A METHOD FOR PRODUCING OVERACTIVE BLADDER IN THE RAT AND INVESTIGATION OF THE EFFECTS OF GABAergic RECEPTOR AGONISTS AND GLUTAMATERGIC RECEPTOR ANTAGONISTS ON THE CYSTOMETROGRAM

Abstract

We induced radio frequency (RF) lesions in the neuronal pathway leading from the forebrain to the pontine micturition center (PMC) to produce a rat model of bladder overactivity. We studied the effects of gamma-aminobutyric acid agonists (diazepam and baclofen) and glutamate receptor antagonists (MK-801 maleate and GYKI52466 [1-(4-aminophenyl-D-4-methyl-7,8 methylenedioxy-5H-2,3-benzodiazepine] hydrochloride) on the cystometrogram and developed a possible explanation of the neuronal mechanisms underlying RF lesion induced bladder overactivity.
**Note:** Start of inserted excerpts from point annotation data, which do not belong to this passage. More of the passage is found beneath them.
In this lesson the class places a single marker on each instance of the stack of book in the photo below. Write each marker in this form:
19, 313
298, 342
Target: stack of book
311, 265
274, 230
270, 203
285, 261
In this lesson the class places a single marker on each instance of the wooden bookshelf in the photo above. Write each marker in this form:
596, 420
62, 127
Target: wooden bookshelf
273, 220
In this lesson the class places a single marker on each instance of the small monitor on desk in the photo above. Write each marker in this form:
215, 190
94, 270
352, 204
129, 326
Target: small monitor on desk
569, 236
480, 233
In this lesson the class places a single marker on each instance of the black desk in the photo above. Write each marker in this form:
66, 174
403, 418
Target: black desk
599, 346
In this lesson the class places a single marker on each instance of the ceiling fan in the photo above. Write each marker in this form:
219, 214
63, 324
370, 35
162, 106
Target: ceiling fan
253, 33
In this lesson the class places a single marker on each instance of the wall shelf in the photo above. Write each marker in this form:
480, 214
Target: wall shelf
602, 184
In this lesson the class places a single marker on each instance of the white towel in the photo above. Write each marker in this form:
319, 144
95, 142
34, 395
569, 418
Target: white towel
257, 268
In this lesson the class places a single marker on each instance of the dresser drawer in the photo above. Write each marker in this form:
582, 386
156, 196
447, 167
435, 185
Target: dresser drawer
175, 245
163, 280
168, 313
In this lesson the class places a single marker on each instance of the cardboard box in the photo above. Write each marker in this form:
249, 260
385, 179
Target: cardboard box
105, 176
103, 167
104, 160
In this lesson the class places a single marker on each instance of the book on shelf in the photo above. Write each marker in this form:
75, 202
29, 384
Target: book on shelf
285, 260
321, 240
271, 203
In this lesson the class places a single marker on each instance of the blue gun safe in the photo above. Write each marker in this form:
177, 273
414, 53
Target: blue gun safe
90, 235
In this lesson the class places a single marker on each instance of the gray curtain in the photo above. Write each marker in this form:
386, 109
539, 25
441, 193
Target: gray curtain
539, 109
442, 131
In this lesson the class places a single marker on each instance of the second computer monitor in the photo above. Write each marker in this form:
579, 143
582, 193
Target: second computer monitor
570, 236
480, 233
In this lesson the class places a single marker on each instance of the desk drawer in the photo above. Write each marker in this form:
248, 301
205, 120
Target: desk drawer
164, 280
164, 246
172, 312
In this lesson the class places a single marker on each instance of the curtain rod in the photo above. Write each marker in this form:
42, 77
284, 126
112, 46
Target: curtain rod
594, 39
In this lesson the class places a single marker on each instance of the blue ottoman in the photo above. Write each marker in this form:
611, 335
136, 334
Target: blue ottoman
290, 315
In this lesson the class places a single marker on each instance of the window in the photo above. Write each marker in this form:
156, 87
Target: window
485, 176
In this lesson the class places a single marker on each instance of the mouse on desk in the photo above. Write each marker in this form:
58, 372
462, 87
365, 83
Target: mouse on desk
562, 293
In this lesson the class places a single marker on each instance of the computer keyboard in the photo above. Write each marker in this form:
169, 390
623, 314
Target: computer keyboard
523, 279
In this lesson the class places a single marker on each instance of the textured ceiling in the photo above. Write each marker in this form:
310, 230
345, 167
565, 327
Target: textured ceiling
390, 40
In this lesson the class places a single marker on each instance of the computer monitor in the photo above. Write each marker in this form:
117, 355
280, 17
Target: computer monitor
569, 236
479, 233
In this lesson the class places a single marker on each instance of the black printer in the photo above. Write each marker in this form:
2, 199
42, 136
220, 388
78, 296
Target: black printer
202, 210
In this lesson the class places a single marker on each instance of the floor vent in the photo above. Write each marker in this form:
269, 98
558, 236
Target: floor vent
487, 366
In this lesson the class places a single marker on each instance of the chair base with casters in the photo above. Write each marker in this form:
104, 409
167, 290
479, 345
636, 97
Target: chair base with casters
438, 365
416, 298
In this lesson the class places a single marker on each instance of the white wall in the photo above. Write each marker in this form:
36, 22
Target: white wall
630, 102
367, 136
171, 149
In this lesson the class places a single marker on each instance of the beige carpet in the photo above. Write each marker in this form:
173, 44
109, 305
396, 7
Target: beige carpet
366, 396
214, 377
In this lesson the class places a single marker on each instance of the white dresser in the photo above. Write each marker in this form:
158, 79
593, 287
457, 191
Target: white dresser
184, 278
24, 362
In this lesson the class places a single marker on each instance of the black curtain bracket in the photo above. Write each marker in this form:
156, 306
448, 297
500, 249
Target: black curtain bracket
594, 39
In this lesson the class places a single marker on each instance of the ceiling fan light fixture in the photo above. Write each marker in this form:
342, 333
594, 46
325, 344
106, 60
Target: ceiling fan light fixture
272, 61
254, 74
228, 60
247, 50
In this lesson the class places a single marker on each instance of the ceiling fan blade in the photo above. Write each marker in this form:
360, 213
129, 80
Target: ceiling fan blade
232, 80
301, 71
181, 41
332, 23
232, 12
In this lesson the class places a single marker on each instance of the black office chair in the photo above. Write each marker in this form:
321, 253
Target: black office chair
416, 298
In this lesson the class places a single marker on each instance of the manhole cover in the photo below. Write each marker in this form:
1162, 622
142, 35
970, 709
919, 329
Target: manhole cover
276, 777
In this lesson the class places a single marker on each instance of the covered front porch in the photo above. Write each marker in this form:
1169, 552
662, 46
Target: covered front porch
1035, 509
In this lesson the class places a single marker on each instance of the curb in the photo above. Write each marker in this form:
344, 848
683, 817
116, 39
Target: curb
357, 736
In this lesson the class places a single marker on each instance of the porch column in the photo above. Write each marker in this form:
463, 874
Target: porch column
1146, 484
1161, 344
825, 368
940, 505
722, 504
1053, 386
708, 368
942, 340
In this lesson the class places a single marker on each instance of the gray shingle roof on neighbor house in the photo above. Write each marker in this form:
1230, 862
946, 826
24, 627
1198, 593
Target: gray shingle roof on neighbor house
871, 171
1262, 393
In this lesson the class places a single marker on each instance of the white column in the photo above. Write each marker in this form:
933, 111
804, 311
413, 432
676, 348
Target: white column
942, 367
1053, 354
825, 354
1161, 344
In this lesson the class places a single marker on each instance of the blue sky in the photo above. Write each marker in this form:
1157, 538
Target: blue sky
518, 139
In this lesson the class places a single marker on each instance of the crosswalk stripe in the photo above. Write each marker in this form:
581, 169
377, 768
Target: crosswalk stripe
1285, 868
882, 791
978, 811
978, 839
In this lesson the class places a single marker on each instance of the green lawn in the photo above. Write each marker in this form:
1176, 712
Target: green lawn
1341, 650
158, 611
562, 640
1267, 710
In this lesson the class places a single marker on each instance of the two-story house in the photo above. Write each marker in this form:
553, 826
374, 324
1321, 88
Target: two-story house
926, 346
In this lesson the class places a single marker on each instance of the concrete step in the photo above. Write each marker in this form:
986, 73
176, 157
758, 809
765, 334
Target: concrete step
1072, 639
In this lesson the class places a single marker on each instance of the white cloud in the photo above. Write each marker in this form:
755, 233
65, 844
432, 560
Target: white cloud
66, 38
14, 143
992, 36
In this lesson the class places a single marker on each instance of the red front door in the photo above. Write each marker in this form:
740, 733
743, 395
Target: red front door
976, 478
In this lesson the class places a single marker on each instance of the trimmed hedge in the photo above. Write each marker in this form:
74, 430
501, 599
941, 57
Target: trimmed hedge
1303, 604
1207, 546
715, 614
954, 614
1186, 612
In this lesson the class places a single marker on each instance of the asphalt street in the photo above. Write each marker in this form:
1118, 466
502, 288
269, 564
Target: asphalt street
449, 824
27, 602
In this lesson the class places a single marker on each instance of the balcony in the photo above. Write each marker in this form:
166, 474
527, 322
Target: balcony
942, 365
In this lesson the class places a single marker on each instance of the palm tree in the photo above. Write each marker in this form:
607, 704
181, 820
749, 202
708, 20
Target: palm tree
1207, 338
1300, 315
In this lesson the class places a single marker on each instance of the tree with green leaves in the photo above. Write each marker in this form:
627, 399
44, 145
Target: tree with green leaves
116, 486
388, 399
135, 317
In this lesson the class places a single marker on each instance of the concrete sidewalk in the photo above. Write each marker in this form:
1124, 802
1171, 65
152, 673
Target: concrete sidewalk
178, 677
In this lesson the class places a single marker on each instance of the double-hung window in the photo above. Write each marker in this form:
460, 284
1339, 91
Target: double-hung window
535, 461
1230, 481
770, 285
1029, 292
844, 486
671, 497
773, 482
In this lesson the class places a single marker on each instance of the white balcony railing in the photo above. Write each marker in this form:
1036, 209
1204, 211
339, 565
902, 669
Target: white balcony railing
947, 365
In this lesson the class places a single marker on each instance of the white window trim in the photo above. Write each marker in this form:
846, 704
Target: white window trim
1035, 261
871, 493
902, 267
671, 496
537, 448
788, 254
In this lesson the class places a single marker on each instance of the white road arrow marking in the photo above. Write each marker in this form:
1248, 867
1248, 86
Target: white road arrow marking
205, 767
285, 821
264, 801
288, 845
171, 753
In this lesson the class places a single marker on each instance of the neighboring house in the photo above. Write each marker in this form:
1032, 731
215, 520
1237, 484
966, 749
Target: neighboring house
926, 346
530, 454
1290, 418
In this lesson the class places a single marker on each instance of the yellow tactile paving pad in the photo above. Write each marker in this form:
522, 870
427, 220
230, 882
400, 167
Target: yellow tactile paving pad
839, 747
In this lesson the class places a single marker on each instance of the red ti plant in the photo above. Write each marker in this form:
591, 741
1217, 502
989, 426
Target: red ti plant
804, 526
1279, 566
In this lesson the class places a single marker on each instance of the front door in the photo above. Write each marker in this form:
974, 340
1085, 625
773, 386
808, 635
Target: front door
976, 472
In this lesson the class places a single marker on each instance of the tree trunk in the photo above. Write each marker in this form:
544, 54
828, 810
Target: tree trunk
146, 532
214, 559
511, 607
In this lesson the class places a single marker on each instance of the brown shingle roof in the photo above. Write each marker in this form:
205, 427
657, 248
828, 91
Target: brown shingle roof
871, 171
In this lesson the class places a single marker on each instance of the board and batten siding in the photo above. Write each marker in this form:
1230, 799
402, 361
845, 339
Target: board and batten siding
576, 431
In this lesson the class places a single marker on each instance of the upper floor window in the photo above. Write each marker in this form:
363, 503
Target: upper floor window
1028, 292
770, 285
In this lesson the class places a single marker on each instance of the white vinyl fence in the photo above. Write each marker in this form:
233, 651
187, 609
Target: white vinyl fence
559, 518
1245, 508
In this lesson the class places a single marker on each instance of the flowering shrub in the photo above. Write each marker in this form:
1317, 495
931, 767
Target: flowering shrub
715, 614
Seven-week-old male Sprague-Dawley rats were anesthetized with sodium pentobarbital and RF lesions were produced in the nuclei basalis. Five days later bladder contractions were induced by infusing fluid into the bladder and cystometrograms were measured in conscious rats. The micturition interval (MI) in rats subjected to RF lesioning was significantly shorter than that in sham operated control rats. Diazepam (0.1 and 1 mg/kg intraperitoneally), baclofen (1 mg/kg intravenously) and MK-801 (0.1 and 1 mg/kg intravenously) did not change or shortened MI in control rats but it prolonged MI in lesioned rats. GYKI52466 (0.5 and 1 mg/kg intravenously) weakly prolonged MI in lesioned rats. We consider that RF lesioning causes interruption of the inhibitory GABAergic neurons that lead from the forebrain to the PMC. This results in the activation of N-methyl-D-aspartate receptors in the PMC that are involved in the facilitation of voiding.